Lorsque les derniers spectateurs ont quitté la salle, j’étais vissé sur mon siège. Je voulais m’imprégner de ces instants jusqu’à l’ultime fraction de seconde. Je savais que désormais, rien ne serait plus comme avant.

Quand le service de nettoyage a fait irruption dans la salle, j’étais toujours prostré. Ils m’ont interpellé et m’ont demandé ce que je faisais là.

Je suis sorti du brouillard.

Une forte odeur d’urine contrariait mes narines. Les filles avaient hurlé avec tellement de passion qu’elles s’étaient pissé dessus. Le sol était moite, l’odeur prenait à la gorge.

Par la suite, je me suis habitué à cette puanteur. J’ai fini par la considérer comme l’indicateur d’un bon concert de rock.

36

Je t’aime

Le mardi 21 septembre, Dominique avança dans le couloir et entama son mode de fonctionnement routinier. Après avoir parodié un échange vaudevillesque, il entra dans la chambre.

Il salua X Midi, déposa la télécommande dans sa main et lui choisit le prénom du jour sans recevoir de réaction de sa part.

Lorsqu’il entama les massages, il perçut un infime frémissement dans les membres de l’homme.

Il observa son visage.

Quelques gouttes de sueur perlaient sur son front et ses lèvres tremblaient légèrement. Il décela un éclat inhabituel dans son regard. L’homme centrait son attention sur l’écran de la télévision et semblait en proie à une vive agitation intérieure.

La chaîne diffusait un reportage sur U2, le groupe irlandais qui se produisait le lendemain au stade Roi Baudouin, à Bruxelles. La totalité des places avait été vendue depuis plus d’un an et le concert se jouerait à guichet fermé. Les admirateurs du groupe étaient sur les charbons ardents et l’arrivée imminente des musiciens provoquait une grande effervescence dans la capitale belge.

Le court-métrage retraçait les préparatifs du 360° Tour. On y voyait le groupe sur scène, interprétant Get On Your Boots, l’un des morceaux de leur dernier album.

Dominique poursuivit ses soins comme s’il n’avait rien remarqué. Après quelques instants, il se redressa avec nonchalance.

— J’ai bu trop de café, Barnabé, je dois aller au petit endroit. Surtout, ne t’en va pas, je reviens tout de suite.

Il s’assura que la télécommande était ancrée dans la main de X Midi. Avant de quitter la pièce, il bascula le programme de la télévision sur une chaîne de téléachats. Il referma ensuite la porte derrière lui, s’éloigna dans le couloir et se tint à proximité de la porte.

Il interdit l’accès à une infirmière qui se dirigeait vers la chambre.

— Reviens plus tard, s’il te plaît. Je fais une petite expérience.
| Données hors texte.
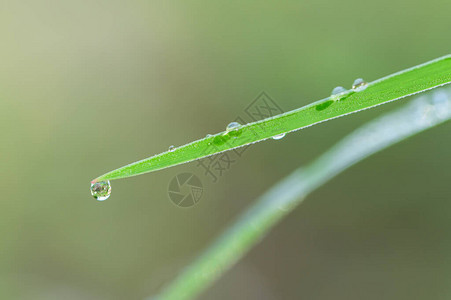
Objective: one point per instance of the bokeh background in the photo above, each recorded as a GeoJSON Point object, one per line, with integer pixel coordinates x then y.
{"type": "Point", "coordinates": [88, 86]}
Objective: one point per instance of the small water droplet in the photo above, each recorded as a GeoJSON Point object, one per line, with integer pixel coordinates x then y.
{"type": "Point", "coordinates": [279, 136]}
{"type": "Point", "coordinates": [338, 90]}
{"type": "Point", "coordinates": [101, 190]}
{"type": "Point", "coordinates": [359, 84]}
{"type": "Point", "coordinates": [337, 93]}
{"type": "Point", "coordinates": [233, 126]}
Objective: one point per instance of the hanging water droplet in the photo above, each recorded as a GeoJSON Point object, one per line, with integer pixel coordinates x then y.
{"type": "Point", "coordinates": [101, 190]}
{"type": "Point", "coordinates": [233, 126]}
{"type": "Point", "coordinates": [359, 84]}
{"type": "Point", "coordinates": [338, 90]}
{"type": "Point", "coordinates": [279, 136]}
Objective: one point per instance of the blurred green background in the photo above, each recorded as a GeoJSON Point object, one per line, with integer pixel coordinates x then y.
{"type": "Point", "coordinates": [88, 86]}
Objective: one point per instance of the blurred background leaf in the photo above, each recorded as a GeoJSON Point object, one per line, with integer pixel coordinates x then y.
{"type": "Point", "coordinates": [80, 79]}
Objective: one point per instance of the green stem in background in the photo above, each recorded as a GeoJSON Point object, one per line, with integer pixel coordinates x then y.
{"type": "Point", "coordinates": [399, 85]}
{"type": "Point", "coordinates": [421, 114]}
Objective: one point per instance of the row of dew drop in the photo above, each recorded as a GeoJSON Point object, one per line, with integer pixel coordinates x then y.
{"type": "Point", "coordinates": [101, 190]}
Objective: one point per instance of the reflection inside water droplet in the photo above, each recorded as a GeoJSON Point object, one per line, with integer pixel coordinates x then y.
{"type": "Point", "coordinates": [101, 190]}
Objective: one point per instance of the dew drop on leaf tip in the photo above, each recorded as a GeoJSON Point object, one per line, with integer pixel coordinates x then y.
{"type": "Point", "coordinates": [101, 190]}
{"type": "Point", "coordinates": [233, 126]}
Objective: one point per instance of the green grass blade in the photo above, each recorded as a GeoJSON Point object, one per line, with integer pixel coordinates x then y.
{"type": "Point", "coordinates": [402, 84]}
{"type": "Point", "coordinates": [424, 113]}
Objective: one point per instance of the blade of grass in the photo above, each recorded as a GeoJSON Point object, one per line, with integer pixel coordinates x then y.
{"type": "Point", "coordinates": [396, 86]}
{"type": "Point", "coordinates": [419, 115]}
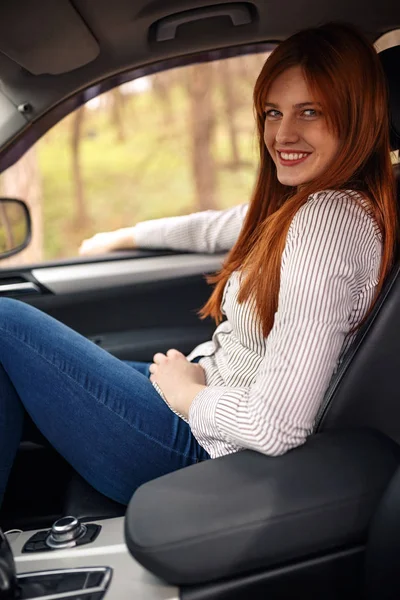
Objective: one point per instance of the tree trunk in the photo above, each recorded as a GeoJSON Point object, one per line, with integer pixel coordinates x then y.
{"type": "Point", "coordinates": [202, 124]}
{"type": "Point", "coordinates": [117, 108]}
{"type": "Point", "coordinates": [81, 216]}
{"type": "Point", "coordinates": [230, 110]}
{"type": "Point", "coordinates": [23, 181]}
{"type": "Point", "coordinates": [161, 87]}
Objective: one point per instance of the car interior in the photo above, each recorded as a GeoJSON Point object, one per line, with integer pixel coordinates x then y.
{"type": "Point", "coordinates": [320, 521]}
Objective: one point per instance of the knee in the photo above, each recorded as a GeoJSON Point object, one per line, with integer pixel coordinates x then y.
{"type": "Point", "coordinates": [10, 308]}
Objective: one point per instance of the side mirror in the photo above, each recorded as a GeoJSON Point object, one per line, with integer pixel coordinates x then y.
{"type": "Point", "coordinates": [15, 226]}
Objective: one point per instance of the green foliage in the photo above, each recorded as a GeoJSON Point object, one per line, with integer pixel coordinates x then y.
{"type": "Point", "coordinates": [145, 177]}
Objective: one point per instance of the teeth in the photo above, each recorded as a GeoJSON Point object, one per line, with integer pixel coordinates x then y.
{"type": "Point", "coordinates": [292, 155]}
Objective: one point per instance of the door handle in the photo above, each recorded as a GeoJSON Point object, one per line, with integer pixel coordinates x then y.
{"type": "Point", "coordinates": [20, 288]}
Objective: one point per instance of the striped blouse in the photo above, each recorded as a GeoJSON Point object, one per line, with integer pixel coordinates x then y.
{"type": "Point", "coordinates": [264, 393]}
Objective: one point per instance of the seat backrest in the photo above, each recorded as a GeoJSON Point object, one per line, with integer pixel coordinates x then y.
{"type": "Point", "coordinates": [365, 391]}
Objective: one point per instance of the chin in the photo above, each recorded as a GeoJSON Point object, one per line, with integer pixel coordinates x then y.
{"type": "Point", "coordinates": [292, 181]}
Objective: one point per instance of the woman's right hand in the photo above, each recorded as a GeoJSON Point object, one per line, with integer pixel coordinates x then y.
{"type": "Point", "coordinates": [101, 243]}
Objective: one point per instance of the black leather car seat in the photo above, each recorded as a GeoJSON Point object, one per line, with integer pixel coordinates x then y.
{"type": "Point", "coordinates": [382, 560]}
{"type": "Point", "coordinates": [365, 391]}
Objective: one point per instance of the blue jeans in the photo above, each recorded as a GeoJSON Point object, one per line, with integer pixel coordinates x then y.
{"type": "Point", "coordinates": [102, 415]}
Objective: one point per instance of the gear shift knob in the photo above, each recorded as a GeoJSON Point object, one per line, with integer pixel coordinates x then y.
{"type": "Point", "coordinates": [8, 578]}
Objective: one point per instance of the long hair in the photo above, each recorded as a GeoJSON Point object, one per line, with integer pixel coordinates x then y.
{"type": "Point", "coordinates": [343, 71]}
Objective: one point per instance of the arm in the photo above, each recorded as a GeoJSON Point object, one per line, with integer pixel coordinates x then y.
{"type": "Point", "coordinates": [210, 231]}
{"type": "Point", "coordinates": [328, 259]}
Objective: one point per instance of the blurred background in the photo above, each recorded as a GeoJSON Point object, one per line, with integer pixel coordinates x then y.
{"type": "Point", "coordinates": [172, 143]}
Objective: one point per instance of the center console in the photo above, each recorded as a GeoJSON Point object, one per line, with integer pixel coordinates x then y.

Il patienta encore quelques instants puis fit son retour dans la chambre.

La télévision diffusait à nouveau le reportage sur le groupe de rock et le volume du son était plus élevé.

Il s’approcha et s’immobilisa au milieu de la chambre, les poings sur les hanches, l’air faussement ébahi.

Après quelques instants, les yeux de l’homme quittèrent l’écran et s’ancrèrent dans les siens.

Il cligna des yeux et des larmes apparurent.

Dominique ne se méprit pas, il n’y avait pas de tristesse dans ces larmes, X Midi était pris d’un inextinguible fou rire.

Dominique se pencha vers lui, lui épongea les yeux.

— Tu sais quoi, Barnabé ? Je t’aime.

37

J’espère mourir avant d’être vieux

Avec ses yeux ronds et sa mimique d’abruti, sa tête valait le détour. Moi aussi, je l’aime bien. Il me soulage et me fait rire. Il s’adresse à moi normalement. Les gens qui passent s’imaginent que je suis sourd parce que je ne parle pas. Ils se mettent à hurler, me parlent en petit nègre ou articulent des mots simplets comme si j’étais un enfant.